Peter Plisner takes a look at the view from the top floor of the Cube
The Cube was designed by architect Ken Shuttleworth who is renowned for the London "gherkin".
He described his Cube creation as an 'enchanting jewellery box', but others haven't been so complimentary about the new building that is visible from many parts of the city.
Whatever people think of it, the Cube certainly gives Birmingham another new iconic landmark.
It is due to be completed in August 2010.
It is a monster of a building with 23 floors (there's no number 13 though!). Like it's nearest neighbour, the Mailbox, it's a mixed use development containing flats, several suites of offices, shops, a hotel and a 'skyline' restaurant with views of the city centre.
Neil Edginton, Director of BuildAbility, the company in charge of building the Cube says: "It's a really important building for Birmingham. The Mailbox was a refurbishment of the old post office, but this is a total new build."
The Cube is due to be completed in August 2010
One of the things to stand out on the building is the glass clad roof. It was constructed using 666 glass panels.
The space will be used for a large restaurant and will become Birmingham's first ever panoramic rooftop restaurant.
The first tenants to move in were the Highways Agency, the government organisation that looks after the UK's road network.
Previously in the Five Ways business district, the Highways Agency relocated its biggest office complex to the Cube.
It has taken around half of the commercial office space in there and once the building is fully occupied it will house around 3,000 people.
But getting the Cube to where it is today hasn't been easy. There have been disputes with contractors and the recession meant that the project went into administration early in 2010.

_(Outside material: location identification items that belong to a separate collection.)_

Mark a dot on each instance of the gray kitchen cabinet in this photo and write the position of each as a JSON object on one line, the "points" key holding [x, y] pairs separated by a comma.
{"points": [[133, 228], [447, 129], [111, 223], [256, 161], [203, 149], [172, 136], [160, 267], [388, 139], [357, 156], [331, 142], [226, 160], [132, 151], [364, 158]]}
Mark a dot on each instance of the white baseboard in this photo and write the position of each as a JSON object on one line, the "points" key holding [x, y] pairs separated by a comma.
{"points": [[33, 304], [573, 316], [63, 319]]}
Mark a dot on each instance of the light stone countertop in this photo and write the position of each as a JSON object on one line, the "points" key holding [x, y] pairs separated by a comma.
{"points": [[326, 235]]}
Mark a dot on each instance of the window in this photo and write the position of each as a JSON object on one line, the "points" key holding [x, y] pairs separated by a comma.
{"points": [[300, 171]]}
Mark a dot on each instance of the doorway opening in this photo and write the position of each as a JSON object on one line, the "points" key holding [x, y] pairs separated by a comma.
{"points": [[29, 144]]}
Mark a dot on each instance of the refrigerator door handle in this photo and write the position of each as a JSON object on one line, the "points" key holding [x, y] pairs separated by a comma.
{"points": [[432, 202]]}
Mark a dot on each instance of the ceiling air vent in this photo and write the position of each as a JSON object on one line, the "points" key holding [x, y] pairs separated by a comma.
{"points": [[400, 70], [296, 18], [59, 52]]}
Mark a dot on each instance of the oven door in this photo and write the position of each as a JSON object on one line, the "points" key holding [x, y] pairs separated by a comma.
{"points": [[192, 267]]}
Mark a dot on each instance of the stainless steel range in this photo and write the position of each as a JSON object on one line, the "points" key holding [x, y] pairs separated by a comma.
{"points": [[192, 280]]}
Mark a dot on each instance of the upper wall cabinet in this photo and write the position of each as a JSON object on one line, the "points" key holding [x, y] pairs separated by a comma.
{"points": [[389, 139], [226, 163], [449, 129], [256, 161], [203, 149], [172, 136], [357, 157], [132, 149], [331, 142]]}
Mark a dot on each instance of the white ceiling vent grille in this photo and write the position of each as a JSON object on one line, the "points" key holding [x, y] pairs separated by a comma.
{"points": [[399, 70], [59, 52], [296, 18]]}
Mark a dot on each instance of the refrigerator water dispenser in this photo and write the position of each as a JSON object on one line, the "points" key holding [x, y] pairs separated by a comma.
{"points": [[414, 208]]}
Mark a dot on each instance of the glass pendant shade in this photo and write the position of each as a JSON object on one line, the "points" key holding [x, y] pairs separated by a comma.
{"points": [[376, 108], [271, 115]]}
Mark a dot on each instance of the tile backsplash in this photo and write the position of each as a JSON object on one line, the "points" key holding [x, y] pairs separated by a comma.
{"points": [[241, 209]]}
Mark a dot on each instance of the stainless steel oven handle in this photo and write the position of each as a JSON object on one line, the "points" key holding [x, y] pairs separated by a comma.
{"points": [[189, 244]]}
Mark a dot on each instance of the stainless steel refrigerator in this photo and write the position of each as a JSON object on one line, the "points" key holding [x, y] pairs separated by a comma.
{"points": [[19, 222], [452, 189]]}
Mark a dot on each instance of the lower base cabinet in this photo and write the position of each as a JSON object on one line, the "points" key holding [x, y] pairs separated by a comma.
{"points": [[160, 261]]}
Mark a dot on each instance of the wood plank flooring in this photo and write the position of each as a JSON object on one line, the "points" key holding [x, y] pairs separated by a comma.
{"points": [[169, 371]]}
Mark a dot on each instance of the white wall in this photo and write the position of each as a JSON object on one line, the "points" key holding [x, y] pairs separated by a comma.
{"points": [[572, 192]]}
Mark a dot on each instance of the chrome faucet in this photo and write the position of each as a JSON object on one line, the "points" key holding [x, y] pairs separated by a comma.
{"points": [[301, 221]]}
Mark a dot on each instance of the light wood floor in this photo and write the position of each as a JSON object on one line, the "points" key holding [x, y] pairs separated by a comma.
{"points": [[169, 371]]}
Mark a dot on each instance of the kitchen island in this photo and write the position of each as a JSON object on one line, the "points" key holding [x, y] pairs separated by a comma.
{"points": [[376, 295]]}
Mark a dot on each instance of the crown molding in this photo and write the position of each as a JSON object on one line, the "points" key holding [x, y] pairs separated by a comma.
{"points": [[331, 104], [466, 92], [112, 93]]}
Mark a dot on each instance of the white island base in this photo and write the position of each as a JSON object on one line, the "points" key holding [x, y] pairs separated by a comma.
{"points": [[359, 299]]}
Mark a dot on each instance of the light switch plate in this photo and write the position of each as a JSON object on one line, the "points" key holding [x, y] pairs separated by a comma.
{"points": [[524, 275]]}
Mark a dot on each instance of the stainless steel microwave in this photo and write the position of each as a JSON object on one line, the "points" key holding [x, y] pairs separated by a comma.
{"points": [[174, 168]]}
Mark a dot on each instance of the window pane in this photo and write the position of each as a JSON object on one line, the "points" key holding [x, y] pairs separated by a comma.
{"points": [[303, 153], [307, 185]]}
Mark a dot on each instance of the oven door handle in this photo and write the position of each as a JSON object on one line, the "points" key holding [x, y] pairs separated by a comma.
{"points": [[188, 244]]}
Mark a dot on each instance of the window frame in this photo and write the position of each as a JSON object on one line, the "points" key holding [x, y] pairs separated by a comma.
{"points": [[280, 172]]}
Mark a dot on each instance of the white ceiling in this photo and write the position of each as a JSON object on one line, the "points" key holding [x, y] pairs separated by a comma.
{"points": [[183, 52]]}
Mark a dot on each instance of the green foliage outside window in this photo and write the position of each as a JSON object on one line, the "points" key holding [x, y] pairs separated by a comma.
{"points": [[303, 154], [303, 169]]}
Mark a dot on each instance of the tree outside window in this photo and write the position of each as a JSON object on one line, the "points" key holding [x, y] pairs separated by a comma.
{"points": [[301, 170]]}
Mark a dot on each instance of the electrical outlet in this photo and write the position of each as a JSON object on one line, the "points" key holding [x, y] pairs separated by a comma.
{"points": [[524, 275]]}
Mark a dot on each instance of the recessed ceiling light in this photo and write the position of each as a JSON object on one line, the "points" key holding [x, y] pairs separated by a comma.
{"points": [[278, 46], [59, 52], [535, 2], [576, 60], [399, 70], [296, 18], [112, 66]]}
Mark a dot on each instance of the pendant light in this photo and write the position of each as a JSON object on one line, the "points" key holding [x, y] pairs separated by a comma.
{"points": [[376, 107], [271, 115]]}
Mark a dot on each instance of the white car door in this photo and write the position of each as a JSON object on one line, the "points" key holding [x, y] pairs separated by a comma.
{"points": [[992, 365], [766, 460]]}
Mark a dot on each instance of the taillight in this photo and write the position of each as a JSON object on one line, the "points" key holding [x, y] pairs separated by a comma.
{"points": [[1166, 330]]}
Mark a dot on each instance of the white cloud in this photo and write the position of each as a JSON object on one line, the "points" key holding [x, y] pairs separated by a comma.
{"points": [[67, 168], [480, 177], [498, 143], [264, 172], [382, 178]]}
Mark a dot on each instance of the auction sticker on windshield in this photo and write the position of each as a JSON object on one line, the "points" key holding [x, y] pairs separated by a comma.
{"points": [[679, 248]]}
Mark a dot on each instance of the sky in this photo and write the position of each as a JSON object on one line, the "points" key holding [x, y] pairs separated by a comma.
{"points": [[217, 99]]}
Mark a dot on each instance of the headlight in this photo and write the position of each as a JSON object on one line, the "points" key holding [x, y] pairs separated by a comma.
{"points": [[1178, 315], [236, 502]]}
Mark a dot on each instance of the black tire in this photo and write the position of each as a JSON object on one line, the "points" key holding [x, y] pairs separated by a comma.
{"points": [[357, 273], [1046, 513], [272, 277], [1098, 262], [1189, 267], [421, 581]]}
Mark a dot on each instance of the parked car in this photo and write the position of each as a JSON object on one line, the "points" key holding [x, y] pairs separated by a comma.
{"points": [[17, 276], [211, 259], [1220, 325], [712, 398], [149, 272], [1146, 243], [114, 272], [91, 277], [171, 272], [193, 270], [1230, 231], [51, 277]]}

Officials behind the project tried, but failed to reach agreement over the funding needed to finish the Cube. With the project almost 80% complete, administrators managed to arrange a new funding package to keep the project on track and ensure its completion.
For the Cube's administrator Matthew Hammond from PriceWaterhouseCoopers the important thing was keeping things happening on site.
"The key thing for us in the first month was getting everybody back on board and getting the goodwill of sub-contractors back in place to complete the build and then really over the last two and a half months allowing the management team and sub-contractors to get on with the work they're charged with doing."
Construction work on the Cube is expected to be complete by the end of August 2010.